EN CÔTE D'IVOIRE, les temps sont à la décrue militaire française. Lente mais régulière - on en est aujourd'hui à 2 900 soldats, contre 5 000 fin 2004 -, elle devrait se poursuivre, sous réserve que le processus de paix ne sorte pas à nouveau de son lit. L'attentat contre Guillaume Soro, il y a un peu plus d'un mois, a ainsi donné des sueurs froides aux généraux français. Sans fixer de calendrier, Paris souhaite continuer à réduire la voilure de l'opération Licorne.

Aujourd'hui, quelque 12 000 soldats français sont engagés sur les théâtres d'opérations extérieures (Opex). Dans un entretien publié hier par La Croix, le ministre de la Défense affirme que la diminution des effectifs en Opex n'est « pas à l'ordre du jour ». Dans le cadre de la « mise à plat demandée par le président de la République, précise Hervé Morin, chaque situation a été examinée ». Il a ajouté que le niveau des forces prépositionnées en Afrique ou outre-mer (22 000 hommes) serait réexaminé lors de la rédaction du Livre blanc début 2008.

La veille du 14 juillet, Nicolas Sarkozy avait déclaré qu'il avait en la matière une « règle simple » : « Chaque soldat français engagé en opération le sera de manière utile, au service d'une cause légitime, pour mettre en oeuvre une politique lisible. » Plusieurs raisons motivent le réexamen des Opex. Les armées tirent un peu la langue, d'abord. Plus que les effectifs, c'est le nombre d'opérations qui pose problème, par la multiplication des systèmes de commandement et de communications qu'elles supposent. Il y a aussi le coût, avec 600 millions d'euros par an, dont 250 pour la seule Côte d'Ivoire.

Contrôle parlementaire

Mais ce sont surtout les objectifs et les conditions de ces engagements qui sont en question. Le Liban, par exemple, malgré les règles d'engagement « robustes » affichées, n'a qu'à moitié satisfait les militaires français. Ils auraient préféré une force ad hoc, alors que chausser les pantoufles de la Finul les a obligés à composer avec la machine onusienne.

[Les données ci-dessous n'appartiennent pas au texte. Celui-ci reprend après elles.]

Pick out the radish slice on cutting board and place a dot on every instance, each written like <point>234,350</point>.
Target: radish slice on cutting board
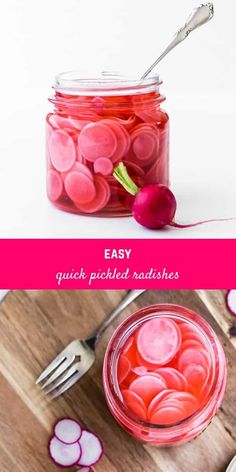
<point>71,445</point>
<point>91,447</point>
<point>231,301</point>
<point>64,455</point>
<point>67,430</point>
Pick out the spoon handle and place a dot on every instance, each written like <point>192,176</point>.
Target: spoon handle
<point>198,17</point>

À l'Élysée comme à l'état-major des armées, on a le souci de ne plus « gaspiller du Casque bleu », dans des opérations où l'engagement militaire sert de substitut à l'action politique. Le 13 juillet, le chef de l'État a ajouté que la politique de projection militaire devait être assortie « d'objectifs clairs et jugée sur des résultats concrets ». Pour éviter les risques d'embourbement, les missions de formation des armées locales sont privilégiées sur les responsabilités de contrôle du terrain. C'est le cas en Afghanistan, où Paris va renforcer ses équipes d'instructeurs au sein d'unités afghanes opérationnelles (OMLT), faisant passer ces effectifs de 50 à 200 hommes. L'un d'entre eux a été tué la semaine dernière.

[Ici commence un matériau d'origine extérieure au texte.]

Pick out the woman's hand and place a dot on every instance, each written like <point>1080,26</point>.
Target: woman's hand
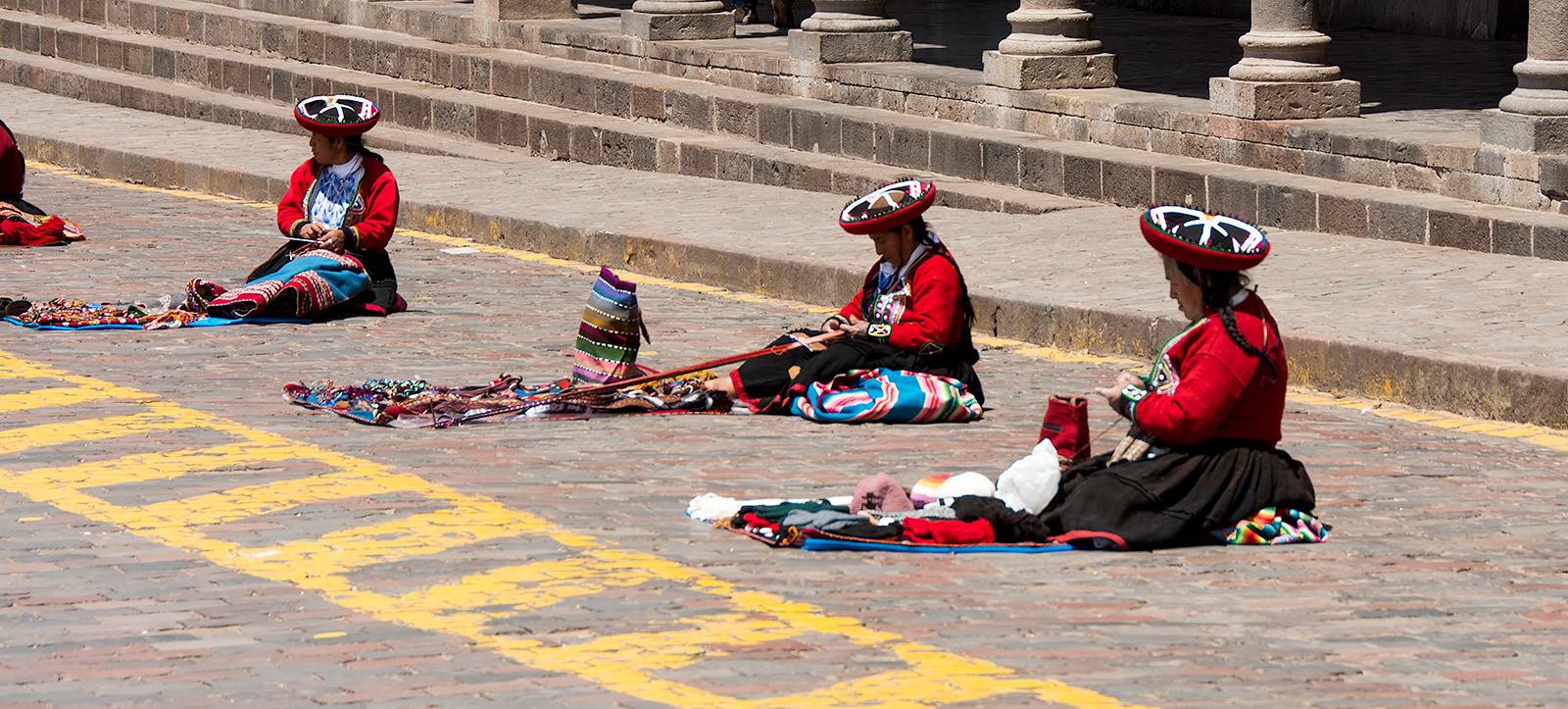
<point>1123,379</point>
<point>334,240</point>
<point>857,327</point>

L'autre préoccupation des états-majors, c'est de trouver un équilibre entre l'engagement à l'extérieur et la préparation de l'avenir. Les Opex, qui mélangent souvent des missions de police et d'assistance, apportent l'expérience du terrain mais n'aident pas à acquérir des savoir-faire militaires modernes. En Côte d'Ivoire, par exemple, un cuirassier va partir sans son char Leclerc, mais sur du matériel léger. Dans le dernier numéro de la revue Commentaires, des hauts fonctionnaires du ministère des Finances s'intéressant aux questions de défense signent, sous un pseudonyme commun, un article proposant une évolution vers deux types de forces distincts : des unités de stabilisation et des unités d'intervention de haute intensité, à fort niveau technologique. Le débat n'a pas fini d'agiter les armées.

L'autre nouveauté concernant les Opex devrait être un droit de regard accru du Parlement. Le président de la commission des affaires étrangères de l'Assemblée, Axel Poniatowski, a demandé la semaine dernière que tout engagement donne lieu à un « débat et un vote des députés et des sénateurs ». « Ils ne doivent pas être un préalable à l'envoi de troupes, mais il faudrait les organiser dans un délai de trois mois » a-t-il précisé. La France ne ferait là que rejoindre la plupart des grandes démocraties.